Make Your Customer’s Success Your Success w/ Ben Stroup

#43: Listen as Ben Stroup, the President and Founder of Velocity Strategy Solutions, introduces us to the idea of building your growth strategy around your customer. We discuss how it can be applied to sales and marketing through methodology and a relentless focus on improving lifetime value.

Listen to the episode by clicking play below OR search “the sales lift” wherever you get podcasts.

Important Links:

Ben Stroup’s LinkedIn Profile

Velocity Strategy Solutions Website

Ben’s Twitter Profile

Don’t feel like listening? Read the Episode Cliff Notes instead below:

Building Around the Customer (0:16)

The people most likely to give the best qualitative and quantitative intelligence is the sales team. The problem is organizations aren’t engineered to extract that information out.

Tyler adds that it sounds like sales teams miss the mark and aren’t extracting that feedback loop where all that crucial information mined from those conversations aren’t making it back to the rest of the organization.

It starts with the leadership commitment. At executive tables, there’s often what Ben calls confirmation bias. 

The people there are incredibly successful, and that’s what leads them to the leadership table. But they bring what made them successful to every situation, forgetting that it was likely a different context scenario when they experienced their success.

Ben calls crossing the great divide when you go from being a star, individual performer to creating environments for other people to be successful.

When we start to look at the customer as not merely a transaction but an initial transaction in a future relationship that drives a lifetime value. 

We shift the conversation to how do we create value for the customer?

Balancing Lifetime Value (6:46)

Early-stage attributes can lead to lagging indicators of health, and we can translate that into how we approach maximizing lifetime value, particularly in sales.

The only reason someone’s buying from any organization, and not somebody else’s, is because of the relational equity that the organization has.

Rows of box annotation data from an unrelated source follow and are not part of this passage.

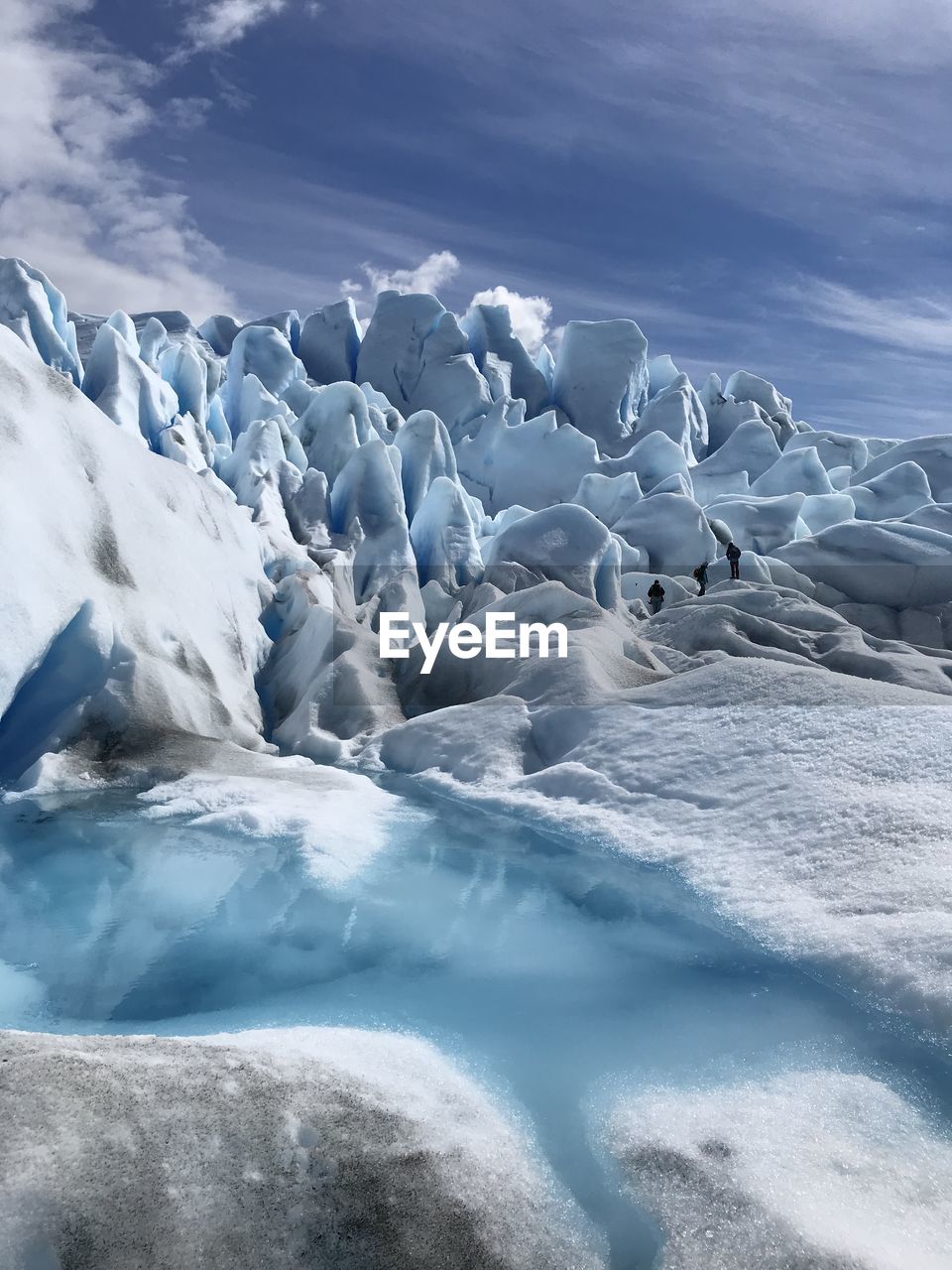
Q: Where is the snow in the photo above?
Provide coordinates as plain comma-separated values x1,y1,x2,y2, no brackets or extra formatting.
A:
552,318,649,452
0,327,266,779
608,1070,952,1270
0,1028,602,1270
0,239,952,1091
486,503,620,608
461,304,551,418
0,258,82,385
378,660,952,1038
140,759,399,885
82,322,178,445
298,296,361,384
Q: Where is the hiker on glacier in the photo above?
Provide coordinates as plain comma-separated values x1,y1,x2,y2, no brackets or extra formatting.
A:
648,577,663,613
727,543,740,581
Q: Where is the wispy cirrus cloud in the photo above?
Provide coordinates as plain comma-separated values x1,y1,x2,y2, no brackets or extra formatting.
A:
0,0,230,315
785,278,952,353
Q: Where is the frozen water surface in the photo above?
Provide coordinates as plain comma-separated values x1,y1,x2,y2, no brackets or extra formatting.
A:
0,794,949,1267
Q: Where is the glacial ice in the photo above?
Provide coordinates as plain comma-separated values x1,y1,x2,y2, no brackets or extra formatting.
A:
0,258,82,386
0,1028,603,1270
0,230,952,1267
608,1070,952,1270
552,318,649,450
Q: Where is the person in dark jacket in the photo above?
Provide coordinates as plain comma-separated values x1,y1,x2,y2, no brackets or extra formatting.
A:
727,543,740,581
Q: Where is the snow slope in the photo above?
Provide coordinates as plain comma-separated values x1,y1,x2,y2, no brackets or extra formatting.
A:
375,658,952,1039
0,330,267,779
609,1071,952,1270
0,1029,602,1270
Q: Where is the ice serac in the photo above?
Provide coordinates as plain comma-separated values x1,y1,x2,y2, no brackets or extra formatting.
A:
330,439,416,603
394,410,456,521
298,296,361,384
552,318,649,453
0,257,82,385
0,327,266,779
0,1029,603,1270
222,326,304,430
775,521,952,608
82,321,178,447
296,384,373,485
613,494,717,575
635,375,707,462
357,291,493,437
704,494,806,553
848,458,932,521
456,401,600,513
462,305,551,419
750,445,833,498
198,314,241,357
690,419,780,505
854,433,952,503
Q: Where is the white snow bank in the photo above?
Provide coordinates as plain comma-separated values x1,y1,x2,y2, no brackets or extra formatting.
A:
652,583,952,696
609,1071,952,1270
370,660,952,1035
0,1028,602,1270
0,330,267,779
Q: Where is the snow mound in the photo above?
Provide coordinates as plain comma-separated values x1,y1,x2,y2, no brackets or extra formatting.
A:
0,322,266,779
609,1071,952,1270
0,1029,602,1270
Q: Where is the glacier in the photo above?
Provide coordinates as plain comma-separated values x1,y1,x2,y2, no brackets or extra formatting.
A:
0,252,952,1267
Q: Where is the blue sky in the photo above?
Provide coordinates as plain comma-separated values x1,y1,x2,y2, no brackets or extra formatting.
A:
0,0,952,436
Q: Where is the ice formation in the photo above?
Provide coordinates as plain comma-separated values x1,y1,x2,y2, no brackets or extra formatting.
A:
0,250,952,1270
0,1029,603,1270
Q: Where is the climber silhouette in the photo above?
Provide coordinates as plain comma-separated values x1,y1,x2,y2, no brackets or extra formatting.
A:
648,577,663,613
727,543,740,580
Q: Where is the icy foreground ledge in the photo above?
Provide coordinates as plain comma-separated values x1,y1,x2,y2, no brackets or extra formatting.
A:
0,1029,602,1270
609,1071,952,1270
378,658,952,1039
0,327,267,780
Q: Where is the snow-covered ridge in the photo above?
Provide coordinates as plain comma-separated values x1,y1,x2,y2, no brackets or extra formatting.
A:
0,251,952,774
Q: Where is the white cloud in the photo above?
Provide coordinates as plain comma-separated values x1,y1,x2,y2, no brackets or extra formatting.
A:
185,0,287,52
361,251,459,295
470,287,552,353
0,0,230,318
792,278,952,353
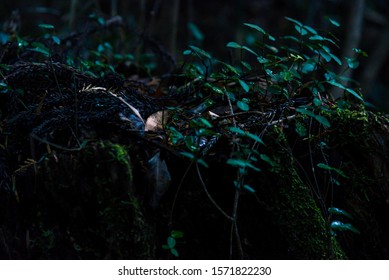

Our ability to connect one-on-one is our ability to project confidence in the age of empathy. Trust is the currency. So, project that connection and say- you can trust me to help you achieve what’s most important.

It can and should be mutually beneficial, and that has to be represented in the prospecting process. And it’s better to walk away from a deal than to try to force it forward.

When you’re clear on who you’re selling to, their problem, and how you solve it, you have better leads. You can close them faster, have a higher ACV, and happier customers at the end of the day.

Questions of Methodology (14:43)

From the executive standpoint, you really have to have a culture of a learning period. 

You have to believe value and learning experience is happening every 90 days and balance it with qualitative and quantitative aspects and dimensions.

Ben explains we need to slow down and remain curious. We have to look at every conversation as if it’s brand new. If we put ourselves into the experience, it’s going to make us ask better questions.

People who love what they do are naturally better sellers.

Sometimes, the team presents to the client and depending on multiple factors, you may bring more people into the sales process. Other times, it’s getting the right people internally around the table to solve that problem.

Ben Stroup’s Bio:

Ben Stroup is Chief Growth Architect and President at Velocity Strategy Solutions, a next-generation business strategy and management consulting firm focused on helping ambitious leaders align teams, reduce complexity, eliminate friction, and drive revenue.

He is a futurist, disruptor, and data champion having served organizations from $5MM to more than $500MM in revenue for more than 18 years. Ben’s written and edited dozens of books on leadership and growth and is a frequent speaker, podcaster, and guest for business and industry groups.

His most recent book, Master the Pivot, was release in 2020. Ben and his wife and two boys live in the Nashville, Tennessee area.